Kondo F, Nagao T, Sato T, Tomizawa M, Kondo Y, Matsuzaki O, Wada K, Wakatsuki S, Nagao K, Tsubouchi H, Kobayashi H, Yasumi K, Tsukayama C, Suzuki M
Department of Pathology, Chiba University School of Medicine, Japan.
Pathol Res Pract. 1998;194(7):487-95. doi: 10.1016/S0344-0338(98)80117-9.
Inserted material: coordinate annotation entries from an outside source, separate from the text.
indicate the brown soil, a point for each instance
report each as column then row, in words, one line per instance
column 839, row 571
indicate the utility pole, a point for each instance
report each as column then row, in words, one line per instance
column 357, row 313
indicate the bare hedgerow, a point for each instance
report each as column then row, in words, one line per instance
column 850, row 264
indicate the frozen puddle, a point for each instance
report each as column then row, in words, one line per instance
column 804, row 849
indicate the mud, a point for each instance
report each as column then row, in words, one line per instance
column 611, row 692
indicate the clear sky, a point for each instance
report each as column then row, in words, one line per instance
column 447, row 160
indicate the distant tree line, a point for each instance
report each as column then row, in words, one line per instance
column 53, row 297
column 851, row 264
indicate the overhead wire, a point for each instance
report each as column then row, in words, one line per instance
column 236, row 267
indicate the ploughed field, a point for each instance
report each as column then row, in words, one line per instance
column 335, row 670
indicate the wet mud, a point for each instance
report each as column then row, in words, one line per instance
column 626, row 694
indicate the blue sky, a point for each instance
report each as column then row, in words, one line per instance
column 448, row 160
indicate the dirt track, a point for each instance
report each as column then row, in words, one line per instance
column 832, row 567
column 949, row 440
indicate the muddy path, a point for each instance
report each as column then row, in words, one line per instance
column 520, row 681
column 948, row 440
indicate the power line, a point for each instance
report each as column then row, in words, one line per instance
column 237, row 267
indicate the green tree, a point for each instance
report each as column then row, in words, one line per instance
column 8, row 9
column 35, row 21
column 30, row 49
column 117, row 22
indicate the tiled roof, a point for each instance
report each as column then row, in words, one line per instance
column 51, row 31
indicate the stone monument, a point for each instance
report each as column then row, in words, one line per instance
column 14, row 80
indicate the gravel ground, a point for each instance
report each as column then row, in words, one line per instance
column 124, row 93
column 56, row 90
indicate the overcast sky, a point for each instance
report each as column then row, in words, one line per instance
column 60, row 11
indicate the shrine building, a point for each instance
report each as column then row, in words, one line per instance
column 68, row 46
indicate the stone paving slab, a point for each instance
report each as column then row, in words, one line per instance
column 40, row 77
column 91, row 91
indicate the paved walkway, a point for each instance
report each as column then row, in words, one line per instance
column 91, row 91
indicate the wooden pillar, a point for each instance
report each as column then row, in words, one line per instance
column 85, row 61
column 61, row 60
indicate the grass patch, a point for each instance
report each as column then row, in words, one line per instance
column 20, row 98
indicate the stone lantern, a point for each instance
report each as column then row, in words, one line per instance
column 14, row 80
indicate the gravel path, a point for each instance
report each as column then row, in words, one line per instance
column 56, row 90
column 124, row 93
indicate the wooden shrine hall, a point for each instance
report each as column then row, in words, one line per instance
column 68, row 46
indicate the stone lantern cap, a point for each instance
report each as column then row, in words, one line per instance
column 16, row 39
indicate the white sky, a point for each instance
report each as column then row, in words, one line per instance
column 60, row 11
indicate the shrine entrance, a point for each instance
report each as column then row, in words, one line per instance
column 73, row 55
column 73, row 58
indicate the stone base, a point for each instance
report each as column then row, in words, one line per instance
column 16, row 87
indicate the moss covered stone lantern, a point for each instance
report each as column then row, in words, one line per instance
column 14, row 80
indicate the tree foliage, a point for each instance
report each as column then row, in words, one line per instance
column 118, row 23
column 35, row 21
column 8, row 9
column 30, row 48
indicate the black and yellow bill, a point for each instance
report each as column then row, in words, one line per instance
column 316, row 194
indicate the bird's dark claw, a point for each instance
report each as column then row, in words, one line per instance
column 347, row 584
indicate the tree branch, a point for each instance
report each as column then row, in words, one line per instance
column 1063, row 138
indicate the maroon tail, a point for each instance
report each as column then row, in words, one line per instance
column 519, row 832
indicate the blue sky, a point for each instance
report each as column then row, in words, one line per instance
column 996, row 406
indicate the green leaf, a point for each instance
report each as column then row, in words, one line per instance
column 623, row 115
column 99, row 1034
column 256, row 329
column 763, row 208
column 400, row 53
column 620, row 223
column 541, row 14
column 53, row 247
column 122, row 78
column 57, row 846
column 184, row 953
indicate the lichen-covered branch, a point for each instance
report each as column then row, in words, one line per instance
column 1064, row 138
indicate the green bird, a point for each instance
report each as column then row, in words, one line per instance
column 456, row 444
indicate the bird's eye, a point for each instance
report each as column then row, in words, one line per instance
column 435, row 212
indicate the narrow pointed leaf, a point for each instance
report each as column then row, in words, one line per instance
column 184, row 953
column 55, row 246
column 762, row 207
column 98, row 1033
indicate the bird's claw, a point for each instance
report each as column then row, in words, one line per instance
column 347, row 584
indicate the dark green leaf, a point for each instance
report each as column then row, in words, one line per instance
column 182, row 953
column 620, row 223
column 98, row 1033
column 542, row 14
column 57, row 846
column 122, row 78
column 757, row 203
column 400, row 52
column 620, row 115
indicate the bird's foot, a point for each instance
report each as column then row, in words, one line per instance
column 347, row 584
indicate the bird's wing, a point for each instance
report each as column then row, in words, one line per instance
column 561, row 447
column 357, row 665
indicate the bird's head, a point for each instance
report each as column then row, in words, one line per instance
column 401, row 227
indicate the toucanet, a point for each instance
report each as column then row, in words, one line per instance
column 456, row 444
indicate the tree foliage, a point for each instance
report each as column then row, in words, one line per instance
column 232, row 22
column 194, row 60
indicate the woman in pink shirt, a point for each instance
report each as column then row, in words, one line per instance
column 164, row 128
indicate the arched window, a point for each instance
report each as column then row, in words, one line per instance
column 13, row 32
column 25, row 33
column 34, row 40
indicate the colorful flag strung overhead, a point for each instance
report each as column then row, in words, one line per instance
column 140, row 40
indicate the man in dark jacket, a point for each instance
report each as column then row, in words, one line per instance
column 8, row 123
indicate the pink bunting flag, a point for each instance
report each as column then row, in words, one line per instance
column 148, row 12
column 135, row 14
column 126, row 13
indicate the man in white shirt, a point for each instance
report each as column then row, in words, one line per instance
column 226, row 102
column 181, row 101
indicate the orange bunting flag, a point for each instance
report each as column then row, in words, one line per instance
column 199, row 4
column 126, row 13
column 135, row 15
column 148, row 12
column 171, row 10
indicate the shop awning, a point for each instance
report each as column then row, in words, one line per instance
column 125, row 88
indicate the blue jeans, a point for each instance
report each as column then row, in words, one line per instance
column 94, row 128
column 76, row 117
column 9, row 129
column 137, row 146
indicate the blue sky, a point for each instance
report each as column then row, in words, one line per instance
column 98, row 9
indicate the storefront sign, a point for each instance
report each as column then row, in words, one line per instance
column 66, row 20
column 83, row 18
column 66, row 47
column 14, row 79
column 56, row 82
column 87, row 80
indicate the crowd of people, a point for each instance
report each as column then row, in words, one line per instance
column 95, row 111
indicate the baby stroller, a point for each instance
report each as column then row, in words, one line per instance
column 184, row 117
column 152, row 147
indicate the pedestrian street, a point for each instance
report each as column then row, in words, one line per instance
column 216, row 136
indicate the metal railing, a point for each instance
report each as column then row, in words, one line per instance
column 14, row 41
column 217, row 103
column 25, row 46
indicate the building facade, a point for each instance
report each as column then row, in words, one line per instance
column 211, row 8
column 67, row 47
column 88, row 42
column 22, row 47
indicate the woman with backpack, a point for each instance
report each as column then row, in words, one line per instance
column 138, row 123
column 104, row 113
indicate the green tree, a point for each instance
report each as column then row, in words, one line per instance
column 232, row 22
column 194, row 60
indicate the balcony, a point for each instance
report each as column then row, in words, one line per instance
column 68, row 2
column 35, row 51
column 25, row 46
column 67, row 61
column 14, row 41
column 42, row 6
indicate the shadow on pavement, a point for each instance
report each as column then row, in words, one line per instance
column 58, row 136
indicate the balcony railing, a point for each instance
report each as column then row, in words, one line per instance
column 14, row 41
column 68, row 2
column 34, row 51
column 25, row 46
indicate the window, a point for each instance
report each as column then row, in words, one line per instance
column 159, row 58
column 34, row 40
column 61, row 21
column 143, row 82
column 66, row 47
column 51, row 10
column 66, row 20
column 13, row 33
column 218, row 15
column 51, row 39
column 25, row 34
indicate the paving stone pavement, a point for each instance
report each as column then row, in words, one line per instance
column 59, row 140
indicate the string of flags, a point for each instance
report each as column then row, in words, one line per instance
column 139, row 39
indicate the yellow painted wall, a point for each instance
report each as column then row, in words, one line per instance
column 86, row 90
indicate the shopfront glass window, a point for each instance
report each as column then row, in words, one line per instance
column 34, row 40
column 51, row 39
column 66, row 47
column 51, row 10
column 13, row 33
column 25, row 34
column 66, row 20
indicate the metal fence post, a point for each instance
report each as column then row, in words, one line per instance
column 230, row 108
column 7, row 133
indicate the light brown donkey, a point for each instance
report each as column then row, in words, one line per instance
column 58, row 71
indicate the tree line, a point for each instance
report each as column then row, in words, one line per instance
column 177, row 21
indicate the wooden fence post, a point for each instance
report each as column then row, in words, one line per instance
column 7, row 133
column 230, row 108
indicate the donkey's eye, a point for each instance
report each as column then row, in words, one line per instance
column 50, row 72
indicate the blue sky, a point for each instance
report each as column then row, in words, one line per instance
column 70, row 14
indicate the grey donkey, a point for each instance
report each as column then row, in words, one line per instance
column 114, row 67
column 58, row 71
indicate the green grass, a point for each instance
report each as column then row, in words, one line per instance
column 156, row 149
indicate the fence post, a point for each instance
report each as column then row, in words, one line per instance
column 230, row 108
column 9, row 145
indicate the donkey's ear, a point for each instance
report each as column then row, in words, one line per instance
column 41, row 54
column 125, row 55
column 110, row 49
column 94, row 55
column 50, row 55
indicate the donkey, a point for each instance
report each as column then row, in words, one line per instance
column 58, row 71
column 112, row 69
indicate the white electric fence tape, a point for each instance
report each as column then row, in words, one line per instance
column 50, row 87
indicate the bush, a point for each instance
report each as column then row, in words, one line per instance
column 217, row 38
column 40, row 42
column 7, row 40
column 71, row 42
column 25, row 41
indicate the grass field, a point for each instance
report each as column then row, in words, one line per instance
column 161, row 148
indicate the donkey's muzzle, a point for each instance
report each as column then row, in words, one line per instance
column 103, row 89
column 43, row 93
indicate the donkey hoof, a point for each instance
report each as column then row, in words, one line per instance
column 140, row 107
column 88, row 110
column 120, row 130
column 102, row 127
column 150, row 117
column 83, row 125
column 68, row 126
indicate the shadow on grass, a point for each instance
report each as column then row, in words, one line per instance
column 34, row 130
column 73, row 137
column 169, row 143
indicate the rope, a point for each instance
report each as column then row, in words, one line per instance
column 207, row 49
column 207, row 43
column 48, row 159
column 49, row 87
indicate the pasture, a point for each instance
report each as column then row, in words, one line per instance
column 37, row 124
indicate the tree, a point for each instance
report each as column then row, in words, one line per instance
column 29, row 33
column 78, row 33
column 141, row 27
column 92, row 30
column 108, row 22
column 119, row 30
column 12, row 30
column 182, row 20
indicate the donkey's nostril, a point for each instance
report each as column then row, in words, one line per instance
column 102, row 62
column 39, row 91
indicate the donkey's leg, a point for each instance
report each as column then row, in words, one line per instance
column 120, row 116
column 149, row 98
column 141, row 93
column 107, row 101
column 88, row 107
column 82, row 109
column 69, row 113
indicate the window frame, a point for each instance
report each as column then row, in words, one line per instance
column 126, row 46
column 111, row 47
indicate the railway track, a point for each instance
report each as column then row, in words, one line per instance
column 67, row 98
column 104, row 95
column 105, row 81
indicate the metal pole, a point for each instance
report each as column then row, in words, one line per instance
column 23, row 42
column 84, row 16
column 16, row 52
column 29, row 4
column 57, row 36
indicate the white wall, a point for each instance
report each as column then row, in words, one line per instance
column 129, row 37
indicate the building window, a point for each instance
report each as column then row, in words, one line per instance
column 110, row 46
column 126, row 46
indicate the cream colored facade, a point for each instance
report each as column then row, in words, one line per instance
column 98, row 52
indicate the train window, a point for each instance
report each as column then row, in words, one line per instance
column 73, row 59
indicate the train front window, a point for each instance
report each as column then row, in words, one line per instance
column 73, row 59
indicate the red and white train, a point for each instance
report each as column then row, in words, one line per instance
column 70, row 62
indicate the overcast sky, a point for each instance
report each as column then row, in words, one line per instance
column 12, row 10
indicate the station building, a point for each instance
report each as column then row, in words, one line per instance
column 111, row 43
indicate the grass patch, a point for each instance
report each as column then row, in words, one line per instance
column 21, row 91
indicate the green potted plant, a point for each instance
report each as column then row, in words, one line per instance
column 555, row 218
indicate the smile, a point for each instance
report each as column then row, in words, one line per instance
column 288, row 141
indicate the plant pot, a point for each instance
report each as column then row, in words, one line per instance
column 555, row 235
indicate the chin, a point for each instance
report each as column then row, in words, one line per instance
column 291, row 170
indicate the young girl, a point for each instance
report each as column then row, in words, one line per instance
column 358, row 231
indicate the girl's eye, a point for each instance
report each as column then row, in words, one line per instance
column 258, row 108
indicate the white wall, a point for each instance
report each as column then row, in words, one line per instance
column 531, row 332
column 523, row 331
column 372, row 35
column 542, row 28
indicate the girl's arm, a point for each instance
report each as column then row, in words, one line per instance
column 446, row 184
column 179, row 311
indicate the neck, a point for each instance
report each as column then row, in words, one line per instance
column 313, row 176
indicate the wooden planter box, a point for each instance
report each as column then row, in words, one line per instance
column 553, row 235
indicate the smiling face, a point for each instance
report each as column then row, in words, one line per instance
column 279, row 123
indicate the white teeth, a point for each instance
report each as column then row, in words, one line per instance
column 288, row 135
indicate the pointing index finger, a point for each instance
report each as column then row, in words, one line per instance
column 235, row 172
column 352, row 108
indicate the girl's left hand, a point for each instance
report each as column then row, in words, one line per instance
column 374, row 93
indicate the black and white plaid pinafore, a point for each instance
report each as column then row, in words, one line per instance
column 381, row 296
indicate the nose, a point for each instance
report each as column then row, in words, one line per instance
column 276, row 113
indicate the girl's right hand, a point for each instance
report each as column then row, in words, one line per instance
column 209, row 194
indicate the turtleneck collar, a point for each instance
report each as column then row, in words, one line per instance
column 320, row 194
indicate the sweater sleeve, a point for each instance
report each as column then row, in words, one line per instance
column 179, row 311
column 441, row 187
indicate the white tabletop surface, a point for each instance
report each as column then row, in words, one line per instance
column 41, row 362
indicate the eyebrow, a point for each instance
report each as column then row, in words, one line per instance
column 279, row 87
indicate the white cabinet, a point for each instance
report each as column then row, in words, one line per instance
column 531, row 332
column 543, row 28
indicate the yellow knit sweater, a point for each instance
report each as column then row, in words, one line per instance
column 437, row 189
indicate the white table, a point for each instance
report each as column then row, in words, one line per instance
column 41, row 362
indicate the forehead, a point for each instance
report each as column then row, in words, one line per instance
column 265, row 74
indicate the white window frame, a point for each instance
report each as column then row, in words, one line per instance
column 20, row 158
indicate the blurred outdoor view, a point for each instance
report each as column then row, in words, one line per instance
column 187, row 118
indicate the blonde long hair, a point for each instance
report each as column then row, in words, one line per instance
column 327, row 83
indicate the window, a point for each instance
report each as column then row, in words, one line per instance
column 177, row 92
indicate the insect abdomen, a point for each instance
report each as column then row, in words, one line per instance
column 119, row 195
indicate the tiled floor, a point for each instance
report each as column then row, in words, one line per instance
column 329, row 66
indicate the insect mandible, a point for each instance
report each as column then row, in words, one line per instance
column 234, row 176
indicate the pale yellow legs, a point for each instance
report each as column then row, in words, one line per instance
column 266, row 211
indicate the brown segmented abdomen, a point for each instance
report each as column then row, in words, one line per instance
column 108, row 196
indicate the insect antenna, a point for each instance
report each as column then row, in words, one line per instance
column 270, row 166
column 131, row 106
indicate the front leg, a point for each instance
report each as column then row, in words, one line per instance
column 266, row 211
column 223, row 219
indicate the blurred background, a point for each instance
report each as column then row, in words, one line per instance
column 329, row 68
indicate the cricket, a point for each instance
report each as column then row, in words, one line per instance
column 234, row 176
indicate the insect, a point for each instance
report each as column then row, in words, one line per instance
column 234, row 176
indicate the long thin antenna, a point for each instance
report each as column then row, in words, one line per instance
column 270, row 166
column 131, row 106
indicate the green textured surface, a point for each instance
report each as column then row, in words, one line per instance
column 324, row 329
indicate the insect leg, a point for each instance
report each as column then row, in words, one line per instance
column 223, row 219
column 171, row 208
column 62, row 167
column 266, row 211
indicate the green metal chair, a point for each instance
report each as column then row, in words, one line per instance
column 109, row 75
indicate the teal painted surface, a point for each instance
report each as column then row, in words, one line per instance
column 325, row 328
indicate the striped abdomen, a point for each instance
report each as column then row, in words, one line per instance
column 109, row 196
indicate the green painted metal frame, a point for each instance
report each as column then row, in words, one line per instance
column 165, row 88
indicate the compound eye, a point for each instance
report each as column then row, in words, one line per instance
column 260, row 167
Pathological studies were performed on 23 cases of focal nodular hyperplasia (FNH) under the hypothesis that FNH is a hyperplastic lesion caused by abnormal vasculatures of portal tracts within the nodule. For a comparison of the histological features of portal tracts, nodular regenerative hyperplasia (NRH), idiopathic portal hypertension (IPH), chronic hepatitis and so-called normal liver were used as control tissues. Extranodular areas of FNH nodules were also examined. Clinical data were briefly summarized. Most of the portal tracts within FNH nodules showed various abnormal findings, such as dilatation and/or stenosis of portal vein, muscular thickening of arterial wall with dilated or stenotic lumina, lymphocyte infiltration, and bile ductule proliferation. However, portal vein thrombi were not found. These findings were not thought to represent compensatory reaction to portal vein thrombosis. Similar abnormal features were also observed in extranodular areas of FNH although to a milder degree. These abnormal features resembled those of NRH and IPH. Moreover, the characteristic scar-like tissues within FNH nodules were proved to be abnormally large portal tracts including large feeding arteries, portal veins and bile ducts. It has been believed that septa and scar-like tissue within FNH nodules are not portal tracts and that arterial malformation independent of portal tracts are related to the development of FNH. In addition, venous structures within FNH modules have until now not been considered to be portal veins. However, this study revealed that severe anomaly of portal tracts including portal veins and hepatic arterial branches existed in FNH nodules. Moreover, portal tracts in extranodular areas were also abnormal. Clinically, only one patient had a history of oral contraceptives. Based on these findings, congenital anomaly of the portal tracts histologically resembling the abnormal portal tracts of NRH and IPH may be related to the pathogenesis of FNH.
在局灶性结节性增生(FNH)是由结节内门静脉分支异常血管导致的增生性病变这一假设下,对23例FNH进行了病理研究。为比较门静脉分支的组织学特征,将结节性再生性增生(NRH)、特发性门静脉高压(IPH)、慢性肝炎及所谓的正常肝脏作为对照组织。还检查了FNH结节的结节外区域。简要总结了临床资料。FNH结节内的大多数门静脉分支显示出各种异常表现,如门静脉扩张和/或狭窄、动脉壁肌肉增厚伴管腔扩张或狭窄、淋巴细胞浸润以及胆小管增生。然而,未发现门静脉血栓。这些表现不被认为是对门静脉血栓形成的代偿反应。在FNH的结节外区域也观察到类似的异常特征,不过程度较轻。这些异常特征类似于NRH和IPH。此外,FNH结节内特征性的瘢痕样组织被证实是异常增大的门静脉分支,包括粗大的供血动脉、门静脉和胆管。一直以来人们认为FNH结节内的间隔和瘢痕样组织不是门静脉分支,且与门静脉分支无关的动脉畸形与FNH的发生有关。此外,FNH结节内的静脉结构至今未被认为是门静脉。然而,本研究显示FNH结节内存在包括门静脉和肝动脉分支在内的门静脉分支严重异常。而且,结节外区域的门静脉分支也不正常。临床上,只有一名患者有口服避孕药史。基于这些发现,组织学上类似于NRH和IPH异常门静脉分支的门静脉分支先天性异常可能与FNH的发病机制有关。